Visit: 6th-7th August 2010, 23rd-24th May 2015
Bamberg is a small town in Bavaria, in the region known by proud locals as Franconia. Inscribed on the UNESCO list due to its Slavic connections, its architecture and its links with the 18th century Enlightenment, it is known among beer lovers for its sheer variety of brews in that beeriest of countries, Germany.
Ross, Nowell and I used one of the plentiful May bank holiday weekends to go to two WHSs in Bavaria: Bamberg and Würzburg. We flew into Nuremburg but spent no time in the city, instead heading straight for the station and catching a reassuringly expensive intercity train to Bamberg.

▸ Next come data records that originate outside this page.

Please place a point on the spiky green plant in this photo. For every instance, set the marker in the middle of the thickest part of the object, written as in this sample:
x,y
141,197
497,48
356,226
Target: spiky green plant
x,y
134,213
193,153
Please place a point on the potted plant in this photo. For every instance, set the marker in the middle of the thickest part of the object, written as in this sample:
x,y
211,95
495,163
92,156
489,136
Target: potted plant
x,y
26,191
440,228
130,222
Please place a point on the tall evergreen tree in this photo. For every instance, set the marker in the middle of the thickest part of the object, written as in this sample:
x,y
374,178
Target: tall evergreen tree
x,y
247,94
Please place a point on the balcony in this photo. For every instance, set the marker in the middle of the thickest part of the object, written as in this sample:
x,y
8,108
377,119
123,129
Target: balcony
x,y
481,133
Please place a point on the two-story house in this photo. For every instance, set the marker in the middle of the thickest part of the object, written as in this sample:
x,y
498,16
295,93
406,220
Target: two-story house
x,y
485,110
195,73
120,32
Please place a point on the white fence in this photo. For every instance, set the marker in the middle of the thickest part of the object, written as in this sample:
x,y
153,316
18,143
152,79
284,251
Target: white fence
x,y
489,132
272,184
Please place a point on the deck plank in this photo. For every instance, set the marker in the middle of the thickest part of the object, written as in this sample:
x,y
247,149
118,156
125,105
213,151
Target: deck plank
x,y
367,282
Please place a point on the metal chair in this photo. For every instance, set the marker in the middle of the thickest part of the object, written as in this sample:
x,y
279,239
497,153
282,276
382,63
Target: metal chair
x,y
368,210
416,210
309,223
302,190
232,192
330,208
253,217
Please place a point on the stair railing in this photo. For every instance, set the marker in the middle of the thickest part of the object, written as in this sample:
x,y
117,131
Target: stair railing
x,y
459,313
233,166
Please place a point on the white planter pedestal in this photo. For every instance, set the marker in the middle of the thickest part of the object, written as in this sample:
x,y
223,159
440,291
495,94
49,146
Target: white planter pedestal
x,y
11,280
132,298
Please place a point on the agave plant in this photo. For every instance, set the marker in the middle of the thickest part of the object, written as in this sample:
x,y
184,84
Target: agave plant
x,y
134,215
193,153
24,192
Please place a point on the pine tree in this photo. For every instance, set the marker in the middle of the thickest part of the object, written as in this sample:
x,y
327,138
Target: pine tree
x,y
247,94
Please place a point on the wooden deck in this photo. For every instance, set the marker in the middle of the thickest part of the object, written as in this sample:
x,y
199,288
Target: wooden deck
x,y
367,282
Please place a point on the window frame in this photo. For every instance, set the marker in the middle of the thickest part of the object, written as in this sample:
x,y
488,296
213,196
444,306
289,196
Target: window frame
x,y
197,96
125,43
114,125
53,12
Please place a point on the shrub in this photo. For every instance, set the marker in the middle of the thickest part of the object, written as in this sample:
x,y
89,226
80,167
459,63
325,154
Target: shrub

Upon arrival we met up with Ross’s English friend from Luxembourg, Danny, who has recently become a resident of Würzburg. It was great having him with us as he is a fluent German speaker and a fellow Teutonophile for Nowell to get along with. He is a particular fan of the local fare, which not all of us can claim to be (there is only so much pork and sauerkraut that your average Brit can take).
It so happens that this was our second trip to Bamberg – Ross, Nowell and I visited back in 2010 with a larger group of lads (back when we had more friends) on our way north from Munich to Berlin. Amusingly we seem to have posed for a photo in exactly the same spot on both trips – see if you can spot the differences below (apart from the fact that I am the only one appearing in both pics).
The most famous beer in Bamberg is the Rauchbier, which literally means ‘smoked beer’. Legend has it that a monastery once caught fire whilst its stores were full of barley. When they had put out the flames the monks decided it wasn’t worth putting it all to waste, so decided to go ahead with the next brew as planned. What resulted was a beer with a deeply smoky flavour, reminiscent – depending on your point of view – of anything ranging from a smoking a fine cigar to drinking a packet of used fags. Nevertheless, we got stuck in – and it was only I who moved swiftly back onto lagers and pilsners.
Bamberg is also known for its onions, apparently – something I only learned this time around. The town was where onions were first cultivated in Germany on an industrial scale, and their copiousness is presumably what led to the town’s local dish being a meat-stuffed onion, which you can see below.
After a few more of the local drinks we were done – I can assure you there was no repeat of the excesses of our last visit when our younger selves were probably not the most considerate guests the town has ever known (though I’m sure they are pretty used to that kind of behaviour, being an out-and-out beer town).
After a night in a ruinously expensive hotel we were well-rested and ready to take on some sightseeing (and light beer-drinking). One sight we completely missed last time around was the 13th century cathedral. Bamberg has an important ecclesiastical past – indeed, it was at one point intended to become a ‘second Rome’, and assigned as the seat of a bishopric.
The town is built around two rivers, so can feel a little Venetian (in fact there were a couple of gondolas plying their trade that we spotted). The medieval and baroque town houses and buildings are well preserved and most of the streets remain cobbled. Of all the buildings, the town hall, or Rathaus, is the most impressive to my mind.
As for the Slavic connections, Bamberg played a role in the past a link between Central and Eastern Europe, which explains its rather Polish feel. In the 18th century Enlightenment it was home to the philosopher Georg Wilhelm Friedrich Hegel and the author E.T.A. Hoffmann – on whose work ballets including The Nutcracker and Coppélia were based.
Although a pleasant town, if you are not a real beer afficionado seeking to check out the offerings of each of its 11 breweries, Bamberg is quite doable in one night. After narrowly missing the hourly train to Würzburg, we spent the time drinking local lagers and playing list-based drinking games on the platform … a finer activity on a summer’s day I haven’t yet found.